Gene trees of mitochondrial proteins
To take into account the evolutionary history of every protein, including gene losses and duplications, we performed analysis of individual gene trees reconciled with the species phylogeny, as provided by the Ensembl team . The phylogenomic Ensembl pipeline provides a dataset of gene trees across multiple species, constructed using both dS, dN (substitution rates), nucleotide and protein distance measures . These data, together with the standard species tree, informs the gene tree construction performed by the TreeBeST program  (L Heng, AJ Vilella, E Birney, R Durbin, in preparation). First, all protein coding genes are queried using WUBLASTP against the whole protein database. Subsequently, a graph of proteins is constructed, with edges created for best reciprocal hits or when score(P1, P2)/max(score(P1, P1), score(P2, P2)) >0.33. Connected components of the graph are extracted and aligned subsequently with MUSCLE . The back-translated multiple alignment is passed to the tree constructing program, TreeBeST, together with the species tree for the reconciliation and the duplication calls on internal nodes, as the coverage of genomes in the Ensembl database provides topologically based timings in order to label duplication events . All human gene trees with a mitochondrial gene product (mitochondrial proteins in either human or yeast) were downloaded from Ensembl database v44 . When integrating datasets from human and yeast for 50% human genes and 46% yeast proteins, we did not detect homologs in the other species, representing a likely gene loss or gain in one of these lineages.
Unambiguous one-to-one orthologs between human and yeast
The trees for gene families were separated at the speciation branches into opisthokont orthogroups and the number of paralogs in human and yeast lineages was counted. One-to-one unambiguous orthologs were represented by trees with a single gene in both lineages.
For each gene family of n genes, we infer n-1 duplications, each duplication corresponding to an internal tree node.
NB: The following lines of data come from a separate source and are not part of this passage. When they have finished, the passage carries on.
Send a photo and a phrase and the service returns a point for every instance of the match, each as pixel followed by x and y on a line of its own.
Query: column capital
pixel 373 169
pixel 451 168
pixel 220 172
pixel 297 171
The dating of the duplication was inferred from the analysis of the tree topology, as annotated by the Ensembl team. We use rooted trees of homologous genes, where branching points are labeled with the inferred time of duplication. For example, a gene tree ((GeneA, GeneB):Euteleostomi,(GeneC, GeneD):Euteleostomi):Chordata yields a single chordate duplication that is followed by two vertebrate duplications. For the inter-compartmental duplication a divergence time of a mitochondrial and a closest non-mitochondrial paralog was inferred from the internal node giving rise to the duplication. To asses the quality of gene duplication calls, we used the duplication consistency score . The score measures the intersection of the number of species post-duplication over the union; one expects that most duplications should have the gene persisting in an equally likely manner in subsequent lineages . All of the three duplication datasets (intra-mitochondrial, inter-compartmental or duplications outside mitochondria) had similar, high consistency scores, with median values of 0.85, 0.86, 0.85, respectively (Figure S1 in Additional data file 1). The datasets tested with two-sided Wilcoxon rank sum test do not exhibit statistically significant differences (P-value > 0.65).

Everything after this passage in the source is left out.